DAVANIN KUMPAS OLDUĞU AİHM KARARLARI İLE TESCİLLENMİŞTİR
Davanın bir kumpas olduğu AİHM kararları ile de tescillenmiştir. AHİM Büyük Daire, Demirtaş/Türkiye kararında suçlama konusu tweetler uzun uzun değerlendirilmiş ve tweetlerin siyasi söylem sınırları içinde kaldığı, şiddet eylemlerinin nedeni olarak görülemeyeceği, tweetler gerekçe gösterilerek soruşturma yapılamayacağı, dolayısıyla tutuklanma da olamayacağı belirtilerek ihlallerin ortadan kaldırılmasına, Sayın Demirtaş’ın tahliyesine karar vermiştir. En önemlisi de ikinci tutuklamanın, ilk tutuklamanın devamı olduğu belirtilmiştir. Ancak bu karara rağmen yargılamaya devam edilmiş ve bu karardan sonra başta Demirtaş olmak üzere derhal tahliye edilmesi gereken siyasetçiler tahliye edilmemiştir.
BU KUMPASI DA BOŞA ÇIKARACAĞIZ
Gelinen aşamada savunmalar tamamlanmadan hakikatten kopuk bir mütalaa sunulmuş ve HDP’li siyasetçilerin cezalandırılması talep edilmiştir. Meşru olmayan yargılamanın mütalaası da meşru değildir.
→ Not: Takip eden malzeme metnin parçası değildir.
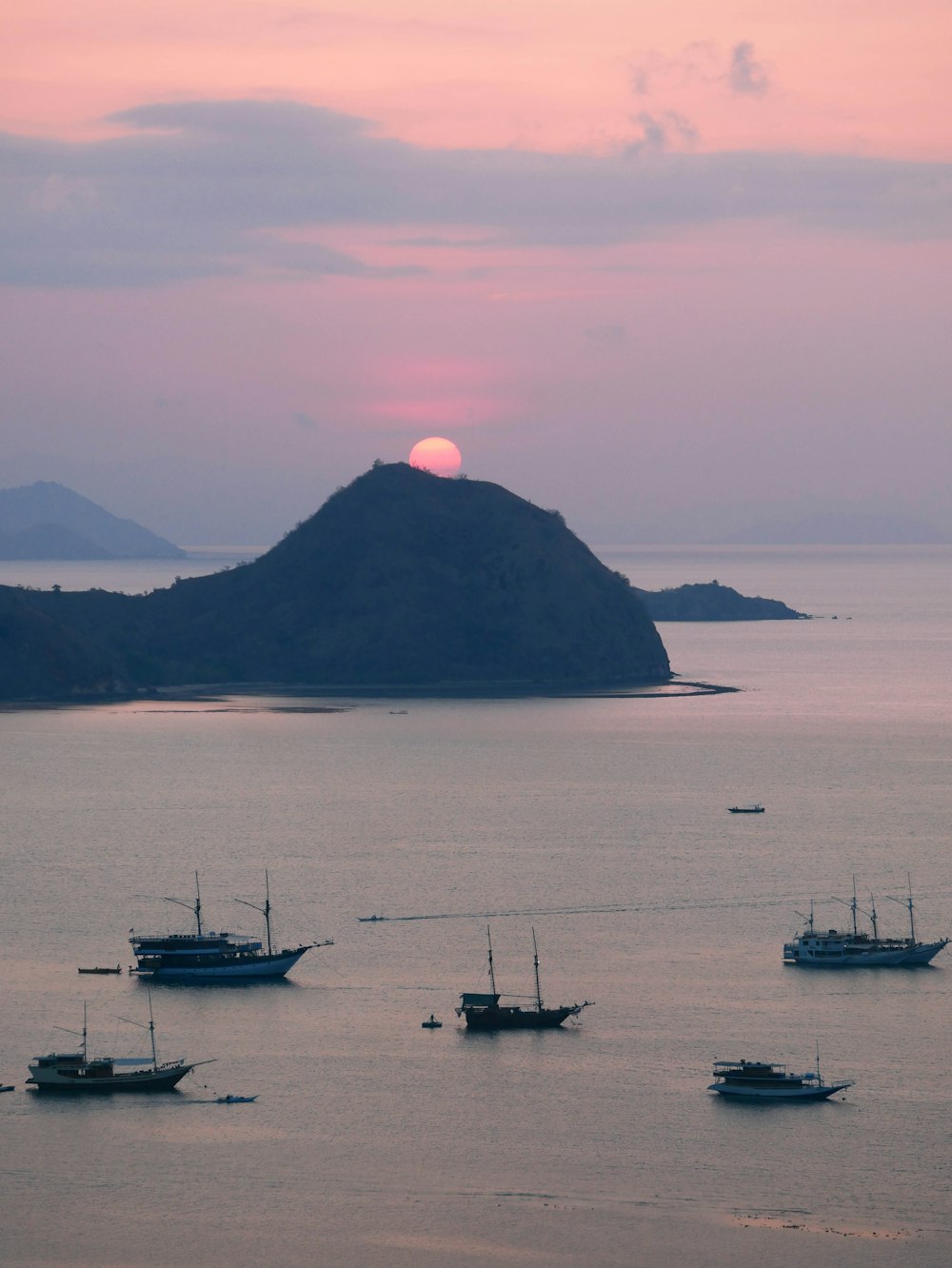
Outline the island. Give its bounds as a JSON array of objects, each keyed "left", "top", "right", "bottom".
[
  {"left": 0, "top": 463, "right": 672, "bottom": 699},
  {"left": 635, "top": 581, "right": 810, "bottom": 622},
  {"left": 0, "top": 481, "right": 187, "bottom": 559}
]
Bu mütalaa olsa olsa çöktürme planının mütalaası olarak adlandırılabilir. Mütalaadan sonra savunma süresi kısıtlanan arkadaşlarımız savunma yapmak zorunda bırakılmış, seçimden önce 17-18 Mart günlerinde son sözler alınarak dava, kararın açıklanacağı 17 Nisan gününe bırakılmıştır. Nasıl ki bugüne kadar birçok hukuksuzluğa direnip boşa çıkardıysak bu kumpası da boşa çıkaracağız. İktidar blokunun hukuk kumpasını bir kez daha boşa çıkarmak için tüm demokratik kamuoyunu, STK’leri ve siyasi partileri demokratik siyasetten yana saf tutmaya davet ediyoruz.”